Two primary and prominent directions have emerged in designing systems to detect fake audio: artifact detection and liveness detection. When audio is generated by a generative model, the model introduces some artifact in the generated signal. Researchers design algorithms/models to detect these artifacts. However, there are some challenges with this approach due to increasing sophistication of audio deepfake generators. In the future, we may also see models with very small or almost no artifacts. Liveness detection, on the other hand, leverages the inherent qualities of natural speech, such as breathing patterns, intonations, or rhythms, which are challenging for AI models to replicate accurately. Some companies like Pindrop are developing such solutions for detecting audio fakes.

Additionally, strategies like audio watermarking serve as proactive defenses, embedding encrypted identifiers within the original audio to trace its origin and deter tampering. Despite other potential vulnerabilities, such as the risk of replay attacks, ongoing research and development in this arena offer promising solutions to mitigate the threats posed by audio deepfakes.

Q: Despite their potential for misuse, what are some positive aspects and benefits of audio deepfake technology? How do you imagine the future relationship between AI and our experiences of audio perception will evolve?

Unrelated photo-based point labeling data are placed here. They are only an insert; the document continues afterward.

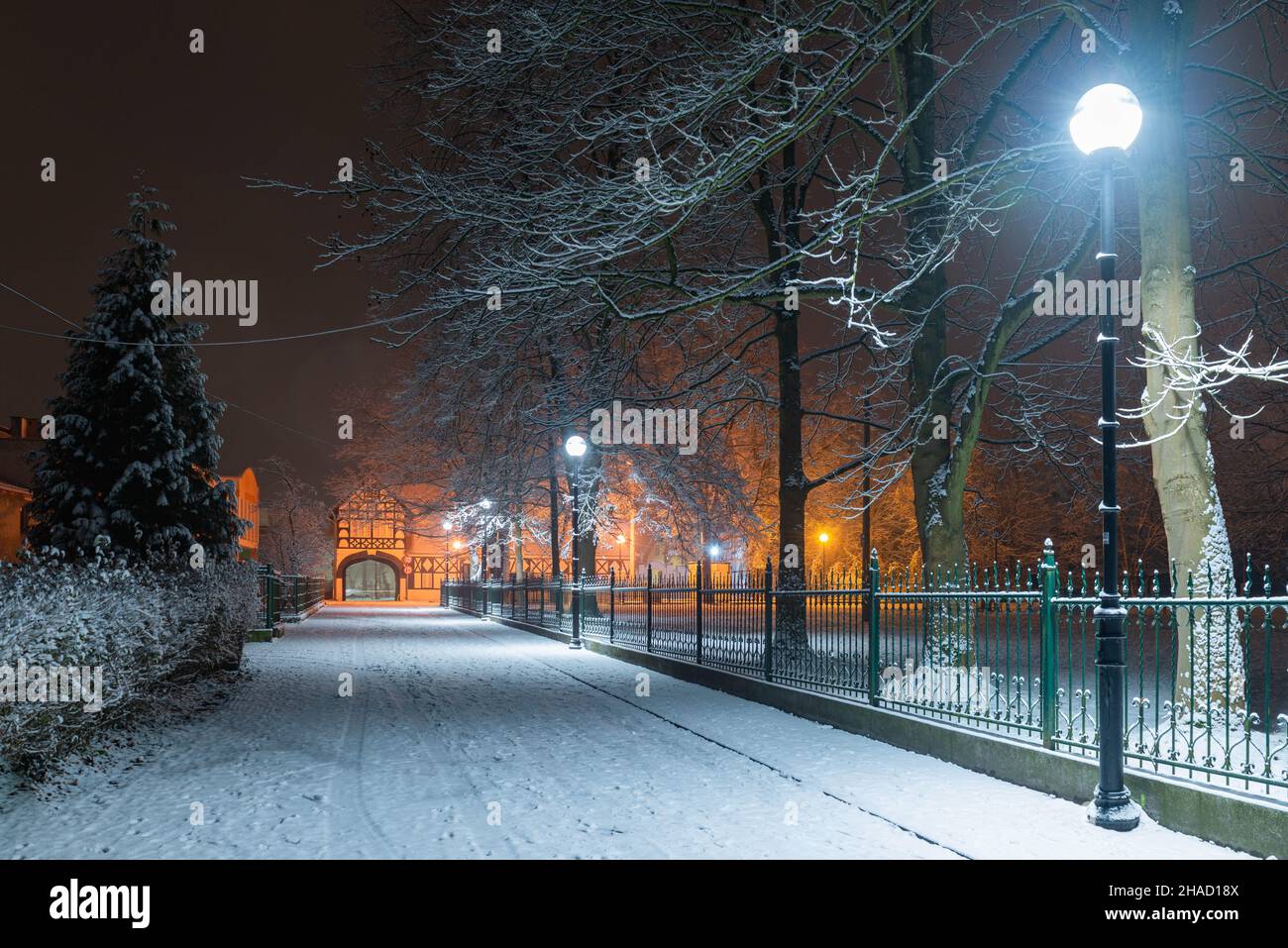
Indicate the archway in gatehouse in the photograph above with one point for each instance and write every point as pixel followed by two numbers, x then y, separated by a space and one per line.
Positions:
pixel 370 579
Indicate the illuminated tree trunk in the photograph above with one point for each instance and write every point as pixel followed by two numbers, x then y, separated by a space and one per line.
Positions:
pixel 938 473
pixel 1210 657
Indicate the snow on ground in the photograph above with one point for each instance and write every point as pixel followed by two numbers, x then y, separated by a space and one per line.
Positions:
pixel 467 738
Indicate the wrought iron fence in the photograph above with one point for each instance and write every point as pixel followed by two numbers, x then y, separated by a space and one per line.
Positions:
pixel 1009 651
pixel 287 597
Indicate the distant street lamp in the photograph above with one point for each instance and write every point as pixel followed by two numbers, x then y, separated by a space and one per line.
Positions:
pixel 1106 121
pixel 576 449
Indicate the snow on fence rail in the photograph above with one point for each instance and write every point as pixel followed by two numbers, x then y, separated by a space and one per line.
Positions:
pixel 287 597
pixel 1010 651
pixel 136 630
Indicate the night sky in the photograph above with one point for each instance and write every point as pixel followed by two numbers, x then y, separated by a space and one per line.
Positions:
pixel 107 89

A: Contrary to the predominant focus on the nefarious applications of audio deepfakes, the technology harbors immense potential for positive impact across various sectors. Beyond the realm of creativity, where voice conversion technologies enable unprecedented flexibility in entertainment and media, audio deepfakes hold transformative promise in health care and education sectors. My current ongoing work in the anonymization of patient and doctor voices in cognitive health-care interviews, for instance, facilitates the sharing of crucial medical data for research globally while ensuring privacy. Sharing this data among researchers fosters development in the areas of cognitive health care. The application of this technology in voice restoration represents a hope for individuals with speech impairments, for example, for ALS or dysarthric speech, enhancing communication abilities and quality of life.

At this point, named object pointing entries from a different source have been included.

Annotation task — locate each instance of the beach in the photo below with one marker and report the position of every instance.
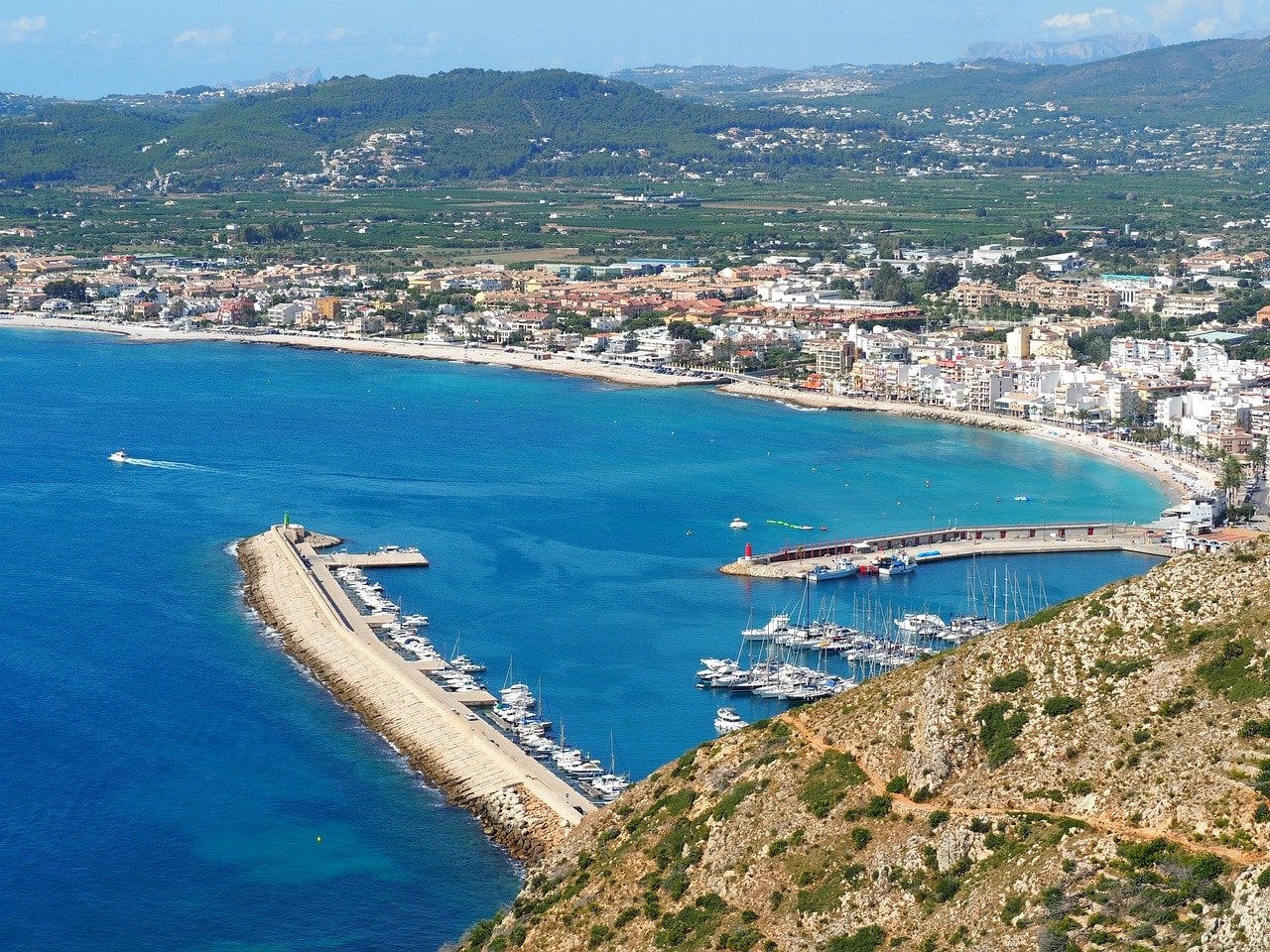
(1180, 477)
(385, 347)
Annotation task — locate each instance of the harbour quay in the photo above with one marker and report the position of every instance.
(956, 542)
(520, 802)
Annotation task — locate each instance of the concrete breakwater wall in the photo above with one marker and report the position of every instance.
(818, 400)
(518, 802)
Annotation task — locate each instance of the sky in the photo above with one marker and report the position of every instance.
(86, 50)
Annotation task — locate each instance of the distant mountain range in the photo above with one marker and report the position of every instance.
(1066, 53)
(550, 123)
(298, 76)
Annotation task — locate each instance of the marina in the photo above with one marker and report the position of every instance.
(889, 556)
(878, 640)
(388, 680)
(245, 761)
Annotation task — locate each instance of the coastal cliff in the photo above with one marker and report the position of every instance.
(1096, 777)
(444, 753)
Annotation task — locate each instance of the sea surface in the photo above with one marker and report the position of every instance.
(173, 780)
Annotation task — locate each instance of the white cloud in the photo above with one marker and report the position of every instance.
(307, 39)
(1074, 22)
(96, 40)
(204, 39)
(23, 30)
(1207, 18)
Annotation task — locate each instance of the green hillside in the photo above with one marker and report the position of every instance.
(1093, 778)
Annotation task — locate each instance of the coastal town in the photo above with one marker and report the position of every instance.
(1173, 370)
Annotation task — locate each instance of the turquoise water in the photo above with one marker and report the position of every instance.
(169, 772)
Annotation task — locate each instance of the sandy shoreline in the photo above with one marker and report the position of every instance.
(1180, 479)
(490, 356)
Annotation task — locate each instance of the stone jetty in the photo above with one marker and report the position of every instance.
(518, 801)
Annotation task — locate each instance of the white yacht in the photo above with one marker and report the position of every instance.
(726, 721)
(922, 624)
(841, 567)
(898, 563)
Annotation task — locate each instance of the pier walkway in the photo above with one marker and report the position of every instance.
(959, 542)
(391, 558)
(521, 802)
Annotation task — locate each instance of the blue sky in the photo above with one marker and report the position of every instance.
(75, 49)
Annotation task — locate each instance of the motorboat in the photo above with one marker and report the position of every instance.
(841, 567)
(898, 563)
(774, 627)
(922, 624)
(726, 721)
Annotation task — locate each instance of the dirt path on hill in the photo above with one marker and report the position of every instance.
(1102, 824)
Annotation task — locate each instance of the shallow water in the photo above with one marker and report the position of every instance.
(169, 772)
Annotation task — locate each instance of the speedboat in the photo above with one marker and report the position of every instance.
(898, 563)
(842, 567)
(726, 721)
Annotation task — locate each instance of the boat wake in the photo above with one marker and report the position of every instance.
(163, 465)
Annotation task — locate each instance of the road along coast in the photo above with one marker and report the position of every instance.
(384, 347)
(1180, 477)
(518, 801)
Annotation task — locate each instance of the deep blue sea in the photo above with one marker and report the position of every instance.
(172, 780)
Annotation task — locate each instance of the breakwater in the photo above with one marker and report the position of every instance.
(961, 542)
(521, 803)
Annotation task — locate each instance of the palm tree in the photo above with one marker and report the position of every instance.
(1232, 476)
(1257, 457)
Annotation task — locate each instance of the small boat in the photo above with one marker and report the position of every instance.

I am very positive about the future impact of audio generative AI models. The future interplay between AI and audio perception is poised for groundbreaking advancements, particularly through the lens of psychoacoustics — the study of how humans perceive sounds. Innovations in augmented and virtual reality, exemplified by devices like the Apple Vision Pro and others, are pushing the boundaries of audio experiences towards unparalleled realism. Recently we have seen an exponential increase in the number of sophisticated models coming up almost every month. This rapid pace of research and development in this field promises not only to refine these technologies but also to expand their applications in ways that profoundly benefit society. Despite the inherent risks, the potential for audio generative AI models to revolutionize health care, entertainment, education, and beyond is a testament to the positive trajectory of this research field.